But then there were concessions to mediocrity, like desserts of banana chunks drenched in a bath of sweet red sauce, or canned peaches in syrup, or deep fried things – dough balls rolled in sugar, French fries, shrimp, onion rings – that had hardened. One soup had a film on top that resisted the ladle like the force field around the Death Star. The salad bar was neat, but the dressings outnumbered the vegetable choices. The dour moods of the staff reflected that misfire feeling that the shiny food guards, chandeliers, polished floor and piped-in Chinese pop music couldn’t lift.

I wondered what had happened to that reliably, edibly enjoyable AA Buffet I had known. I went back for lunch, this time on a Monday, and there it was. Customers were strolling away with toothpicks, and inside they were chatting merrily. Employees were smiling, even shouting “Hello, my friend!” while walking the floor, cleaning and checking on things, listening, anticipating. The foods were fresher and being replenished according to necessity. Both the bun and the apple strudel were tender, the broccoli in the broccoli beef was greener, the meatball shrimp thingy was moist, as was my favorite, pork shumai. The sushi had slipped a bit, but everything else, like the soups, had elevated significantly. Even the soda tasted crisp.

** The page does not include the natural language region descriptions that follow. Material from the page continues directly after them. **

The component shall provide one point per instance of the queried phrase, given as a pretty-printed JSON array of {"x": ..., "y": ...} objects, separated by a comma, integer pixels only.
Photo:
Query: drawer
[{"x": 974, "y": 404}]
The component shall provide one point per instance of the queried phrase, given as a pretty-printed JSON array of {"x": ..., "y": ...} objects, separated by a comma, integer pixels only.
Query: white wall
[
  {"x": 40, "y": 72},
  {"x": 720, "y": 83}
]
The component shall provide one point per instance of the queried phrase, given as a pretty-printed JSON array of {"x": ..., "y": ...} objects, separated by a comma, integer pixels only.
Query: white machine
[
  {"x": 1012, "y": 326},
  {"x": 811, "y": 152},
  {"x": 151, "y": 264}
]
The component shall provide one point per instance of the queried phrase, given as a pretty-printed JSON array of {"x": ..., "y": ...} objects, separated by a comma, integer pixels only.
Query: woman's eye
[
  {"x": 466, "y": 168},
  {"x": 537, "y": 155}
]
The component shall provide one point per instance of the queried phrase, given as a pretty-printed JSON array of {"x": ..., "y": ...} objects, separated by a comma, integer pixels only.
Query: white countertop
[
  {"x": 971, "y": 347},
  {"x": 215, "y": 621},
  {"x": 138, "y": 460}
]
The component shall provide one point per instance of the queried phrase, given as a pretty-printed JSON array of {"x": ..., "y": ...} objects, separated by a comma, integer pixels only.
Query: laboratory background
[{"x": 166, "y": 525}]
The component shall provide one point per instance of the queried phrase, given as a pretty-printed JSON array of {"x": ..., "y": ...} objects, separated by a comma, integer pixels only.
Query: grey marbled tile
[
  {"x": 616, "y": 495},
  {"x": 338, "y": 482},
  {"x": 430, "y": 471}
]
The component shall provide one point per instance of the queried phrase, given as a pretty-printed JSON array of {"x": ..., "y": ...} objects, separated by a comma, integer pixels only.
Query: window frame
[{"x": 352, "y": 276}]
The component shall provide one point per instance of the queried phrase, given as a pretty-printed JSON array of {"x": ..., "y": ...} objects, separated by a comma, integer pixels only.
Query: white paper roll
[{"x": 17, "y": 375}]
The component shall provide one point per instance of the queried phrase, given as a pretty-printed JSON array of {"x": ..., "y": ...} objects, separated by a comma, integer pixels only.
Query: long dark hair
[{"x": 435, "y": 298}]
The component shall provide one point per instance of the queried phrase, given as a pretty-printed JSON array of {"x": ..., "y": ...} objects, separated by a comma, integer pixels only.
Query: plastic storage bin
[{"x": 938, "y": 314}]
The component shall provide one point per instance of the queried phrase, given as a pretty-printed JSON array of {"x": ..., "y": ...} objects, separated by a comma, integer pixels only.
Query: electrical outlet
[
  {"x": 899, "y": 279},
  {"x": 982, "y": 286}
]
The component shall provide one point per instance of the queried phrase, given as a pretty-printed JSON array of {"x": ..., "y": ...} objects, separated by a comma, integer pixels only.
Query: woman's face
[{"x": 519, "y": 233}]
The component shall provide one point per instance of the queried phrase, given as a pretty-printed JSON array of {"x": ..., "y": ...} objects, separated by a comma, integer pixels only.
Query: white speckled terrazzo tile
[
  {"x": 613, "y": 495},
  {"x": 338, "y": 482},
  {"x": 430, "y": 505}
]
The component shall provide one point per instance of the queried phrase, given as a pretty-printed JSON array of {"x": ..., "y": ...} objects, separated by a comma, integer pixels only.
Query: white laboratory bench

It was like a Tale of Two Restaurants… within the same space. One was a tasty and casual eatery staffed by people who seemed proud to be there. The other a depressed and moody eating establishment of last resort. How to tell which one you’re going to get? Ask to look around, look at the food, note the moods of the customers and employees, use your senses. That’s the advantage of a buffet. It’s all out there on display with an honesty and earnestness you gotta admire. Like Ole Frijoles, back when it was located in the same strip mall as AA Buffet is today.